第 四 話
客は、ハルトを追い掛けていく。
ハルトは、客が近づいてくると、離れ、また近づいてこられたら、上手く離れている。
ハルトは、「お客さん、あんまり、おふざけになるのはよしてくださいよ」とか、「そんな風なことをやっても、人生の何のプラスにもなりませんからね」といったことを言って、上手く逃げている。

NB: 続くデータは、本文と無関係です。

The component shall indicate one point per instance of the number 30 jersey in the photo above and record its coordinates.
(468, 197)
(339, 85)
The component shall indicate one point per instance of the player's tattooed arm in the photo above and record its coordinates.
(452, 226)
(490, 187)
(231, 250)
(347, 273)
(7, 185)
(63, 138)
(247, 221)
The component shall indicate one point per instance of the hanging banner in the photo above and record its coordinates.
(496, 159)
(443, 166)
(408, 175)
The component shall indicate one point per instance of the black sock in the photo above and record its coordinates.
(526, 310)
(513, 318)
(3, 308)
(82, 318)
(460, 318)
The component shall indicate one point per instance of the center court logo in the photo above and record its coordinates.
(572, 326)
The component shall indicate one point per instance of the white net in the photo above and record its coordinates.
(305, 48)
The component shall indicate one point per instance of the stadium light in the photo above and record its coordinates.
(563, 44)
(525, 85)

「黙れ。お前を必ずや闇の世界へと、連れて行ってくれる」と、男は怒りの言葉で攻める。
とうとう男は、走り出した。
ハルトはエプロンの、深いポケットから巾着袋を取り出し、中から手のように枝分かれをした手みたいな枝を出した。
ピョイ――ンッとハルトはジャンプをした。かなりの高さまで跳ぶ。テントの天井近く辺りまで、跳んだ。枝を落とすと、それが巨大になった。枝の切断部分の方に、ハルトはピョイと乗る。枝の手で、客を掴む。「グッワーッ」男は思わず、呻き声を出した。
「クッ。だがお前を、この腕を伸ばせば、闇の世界に落とせる」
ハルトは、緊張の高まった顔になる。
ハルト大丈夫なの?私が心配した次の瞬間、ハルトは平気そうな顔をする。
「伸ばしてみたらいいんじゃないですか?その瞬間、お客さんの腕は、枝が伸びて巻き付かれますけど」
「えっ…」私は想像していなかったことなので、つい、声が出た。
よく見ると、枝の端が〈ここだよ〉といった感じで、チョイチョイ動いている。
「おっ、お客さんの牛肉料理とビールが運ばれてきましたよ。水も、あります。馬鹿なことはしないで、食べてはどうですか?」
お客さんは、光の刃で頭を突かれたみたいな、衝撃を受けた反応をした。
「そうだな。俺は大人だからな。そうすることにするよ」
男は、毒気を抜かれたようになって、普通の人間の姿に戻り、大人しく食事を始めた。
私は、この店に来て初めて化物人間が襲うのを見た。
こんなことをして、何の罪にもならないというのはおかしい。だが、そうならない理由がある。
それは、この国を化物の王が治めているからだ。
だから、化物人間に甘いのだ。
それが原因で、子供が働く理由にもなっているのだ。
続く
一まず戦いは、収まった。ナイスだ、ハルト。